The problem with both of the above scenarios is that none of that is objectively provable, Beloved. In other words: you make the meaning in both situations. The center for meaning there is not some “Divine plan,” but that “choose your own adventure” you’ve assented to in your own heart.
Humans make meaning. We have to. It helps us love and move and breathe with purpose in this world.
In other situations we do less bargaining and more earning. Through oblations, good deeds, generous donations, self-sacrifice, we secretly or not-so-secretly think we’re earning chips on the Divine poker table, increasing our chances for a nice pay-out.

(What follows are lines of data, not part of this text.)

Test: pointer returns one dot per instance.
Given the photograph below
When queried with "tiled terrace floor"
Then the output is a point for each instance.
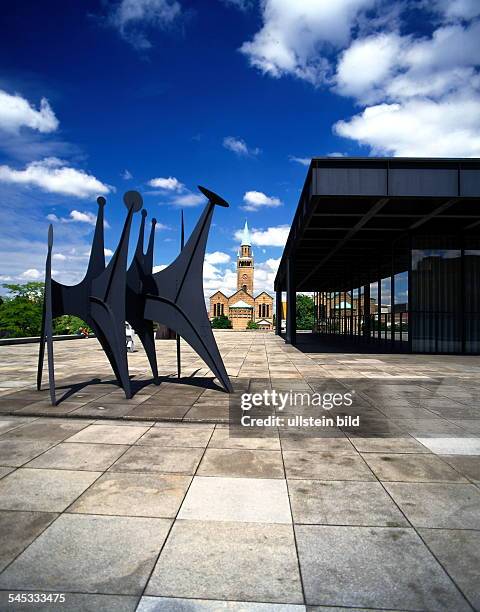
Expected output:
(152, 505)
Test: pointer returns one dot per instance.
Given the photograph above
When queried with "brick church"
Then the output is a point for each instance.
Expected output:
(242, 307)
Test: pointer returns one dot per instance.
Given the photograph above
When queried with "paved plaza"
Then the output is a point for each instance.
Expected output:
(157, 504)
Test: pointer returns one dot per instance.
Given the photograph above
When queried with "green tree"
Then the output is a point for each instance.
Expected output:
(21, 310)
(304, 312)
(68, 324)
(221, 322)
(21, 313)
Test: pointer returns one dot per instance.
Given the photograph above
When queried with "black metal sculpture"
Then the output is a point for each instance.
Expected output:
(110, 295)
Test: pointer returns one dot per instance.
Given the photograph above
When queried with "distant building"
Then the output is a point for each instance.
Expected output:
(242, 306)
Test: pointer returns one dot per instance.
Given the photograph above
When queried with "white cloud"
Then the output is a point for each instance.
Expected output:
(159, 268)
(159, 227)
(17, 112)
(418, 93)
(188, 200)
(167, 184)
(294, 34)
(423, 94)
(255, 200)
(304, 161)
(239, 146)
(265, 273)
(55, 176)
(134, 18)
(83, 217)
(368, 64)
(449, 128)
(271, 236)
(31, 274)
(218, 257)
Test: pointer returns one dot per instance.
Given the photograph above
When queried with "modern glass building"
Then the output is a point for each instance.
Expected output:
(390, 248)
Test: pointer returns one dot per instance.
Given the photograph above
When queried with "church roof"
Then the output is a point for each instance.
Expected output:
(240, 304)
(263, 293)
(246, 240)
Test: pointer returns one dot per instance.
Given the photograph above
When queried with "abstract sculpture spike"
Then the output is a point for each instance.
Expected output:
(110, 295)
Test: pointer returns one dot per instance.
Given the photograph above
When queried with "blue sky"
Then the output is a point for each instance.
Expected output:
(237, 95)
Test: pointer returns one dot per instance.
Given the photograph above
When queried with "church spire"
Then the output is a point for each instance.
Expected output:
(246, 240)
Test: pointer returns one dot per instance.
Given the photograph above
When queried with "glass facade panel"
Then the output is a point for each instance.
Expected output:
(436, 297)
(471, 268)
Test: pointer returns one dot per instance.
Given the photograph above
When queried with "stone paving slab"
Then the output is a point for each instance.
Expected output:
(124, 494)
(108, 434)
(74, 602)
(344, 465)
(452, 445)
(454, 506)
(189, 565)
(93, 554)
(43, 490)
(389, 522)
(373, 567)
(459, 553)
(242, 463)
(157, 459)
(343, 503)
(171, 604)
(76, 456)
(247, 500)
(411, 468)
(18, 530)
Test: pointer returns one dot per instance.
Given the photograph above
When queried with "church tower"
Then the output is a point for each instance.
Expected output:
(245, 263)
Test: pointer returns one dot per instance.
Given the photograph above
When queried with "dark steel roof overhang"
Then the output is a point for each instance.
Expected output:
(352, 210)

We’re taught in life that we live in a meritocracy: work hard, reap the benefits.
Except, that’s largely a lie.
The world is not one where the hard-working are rewarded (cough: looking at you minimum wage) and the slackers go without. It’s one where opportunity shines brightly for some, and less brightly for others, due to a complex mix of historical racism, geography, health-factors, gender discrimination, sexual privilege, socio-economic influences, and just sheer luck (or lack of it). And, truthfully, I’m probably missing some factors there…
The tricky thing, of course, is that this “meritocracy lie” is less of an outright fib, and more of a “half-truth” parading around as the whole enchilada. Hard work does, sometimes, get you somewhere for some people. But I know folks who do all the right things and get the short end of the stick anyway. It seems their chip stack at the Divine poker table never grows, no matter how they play their hand…
This Sunday’s Gospel lesson from John’s rendering of the life of Jesus is one that, I think, encourages us to disabuse ourselves of either of the above ways of operating.
People read John 3:13-22 as Jesus writing some greedy wrongs of the Temple in those ancient days, and surely some of that might be true. This act will be, in John’s Gospel, the reason for Jesus’ arrest.
But the larger lesson here, and the one I think is more helpful in shaping our spiritual sensibilities, is the idea that Jesus is actively dispelling the notion that we can bargain for God’s blessing, or that we can buy or earn our way to the miracle-circle of life.
The hope that God provides is not one that ensures a certain outcome, but rather one that says, “No matter the outcome, I am with you.”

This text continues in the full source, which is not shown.